WASHINGTON - Someday soon, a doctor may stitch a tiny piece of thread into your skin, to reveal whether a wound is healing properly or becoming infected. Researchers have developed a “smart” thread that collects and wirelessly transmits vital data.
Nano-scale sensors and electronics are infused into the thread, which can be made of cotton or synthetic material, by dipping it into a variety of physical and sensing compounds.
At some point, researchers say, the thread could be scaled up to use as sutures to close an incision on the operating table.
Either way, the information it relays would be the same, according to Sameer Sonkusale of Tufts University, and it could keep tabs on a variety of biomarkers.
“You can monitor, let’s say, glucose, which we demonstrated. You can monitor pH, you can monitor sodium and potassium ions,” said Sonkusale. “Then you have different threads that you can literally suture on a bandage, on a bandaid, or even a wound that you can place on a healthy skin and monitor your own metabolic activity. You athletes would like to monitor how well they perform. So this could also be used as a wearable sensor platform for an otherwise healthy adult.”
But Sonkusale and his electrical engineering colleagues developed the thread with wound healing in mind.
By having the “smart” thread measure pH, or the body’s chemistry balance, and temperature, doctors can tell whether an infection is brewing.
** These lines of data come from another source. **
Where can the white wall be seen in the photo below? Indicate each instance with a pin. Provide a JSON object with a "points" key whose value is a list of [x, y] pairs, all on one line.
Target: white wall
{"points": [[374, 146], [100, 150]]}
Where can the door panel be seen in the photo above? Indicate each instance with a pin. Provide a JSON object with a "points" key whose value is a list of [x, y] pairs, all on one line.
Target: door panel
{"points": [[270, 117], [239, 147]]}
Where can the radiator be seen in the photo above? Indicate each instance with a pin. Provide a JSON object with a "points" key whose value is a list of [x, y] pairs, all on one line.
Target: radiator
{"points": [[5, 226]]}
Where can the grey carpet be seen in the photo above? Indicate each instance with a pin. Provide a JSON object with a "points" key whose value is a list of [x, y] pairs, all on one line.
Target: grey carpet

The thread can also tell physicians if a wound is healing properly, said Sonkusale. “If the tissue is healing, it has a different stretch response than if the tissue is non-healing. So you also monitor strain in the tissue,” said Sonkusale.
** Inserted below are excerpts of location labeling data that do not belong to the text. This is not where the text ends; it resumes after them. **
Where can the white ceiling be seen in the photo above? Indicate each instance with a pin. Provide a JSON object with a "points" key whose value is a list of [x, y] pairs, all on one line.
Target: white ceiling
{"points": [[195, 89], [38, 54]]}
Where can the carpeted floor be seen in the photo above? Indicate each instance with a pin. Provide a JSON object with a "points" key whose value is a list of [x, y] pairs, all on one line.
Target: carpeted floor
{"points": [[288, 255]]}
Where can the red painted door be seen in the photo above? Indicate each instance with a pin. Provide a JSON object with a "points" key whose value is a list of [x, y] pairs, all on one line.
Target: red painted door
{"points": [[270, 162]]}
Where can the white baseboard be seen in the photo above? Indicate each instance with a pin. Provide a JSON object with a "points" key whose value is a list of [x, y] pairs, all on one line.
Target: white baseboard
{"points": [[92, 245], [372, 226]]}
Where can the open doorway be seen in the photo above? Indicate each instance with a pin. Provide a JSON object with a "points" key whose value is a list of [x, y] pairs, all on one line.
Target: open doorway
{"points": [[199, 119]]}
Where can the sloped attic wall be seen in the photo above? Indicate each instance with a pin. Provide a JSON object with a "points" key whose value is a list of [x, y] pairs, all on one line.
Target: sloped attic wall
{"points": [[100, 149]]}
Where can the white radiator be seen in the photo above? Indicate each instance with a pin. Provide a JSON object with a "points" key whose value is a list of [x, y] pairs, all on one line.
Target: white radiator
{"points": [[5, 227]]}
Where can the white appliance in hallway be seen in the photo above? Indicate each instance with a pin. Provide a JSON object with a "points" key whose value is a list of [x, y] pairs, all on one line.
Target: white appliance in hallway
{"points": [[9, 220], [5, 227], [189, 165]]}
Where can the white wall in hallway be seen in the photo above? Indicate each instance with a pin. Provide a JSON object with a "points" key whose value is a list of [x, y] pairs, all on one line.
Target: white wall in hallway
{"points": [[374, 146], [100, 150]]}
A paper describing the smart thread was published online in Microsystems and Nanoengineering.
‘Smart’ thread better than current monitors
Experts say the 3-D thread is a vast improvement over other biological diagnostic devices, which are flat sensors, making them difficult to use on the skin. But the smart thread is highly flexible and can be woven either outside or inside the body at the site of anything from a hip implant to an internal organ.
The researchers have attached to the thread an extremely thin wire that transmits data to a portable device. “It’s almost the width of a human hair outside the tissue," Sonkusale explained. "And there it’s connected to circuit board, a flexible circuit board which has been assembled on a fabric that wirelessly transmits that information to a cell phone. So you have real time access to biomarkers that’s inside the tissue.”
Researchers say thread is desirable because it is thin, flexible, abundant and cheap, making it perfect for collecting diagnostic information.
Sonkusale said a “smart” thread patch for athletes could be available in a year, while it will take longer for medical uses because of regulatory hurdles.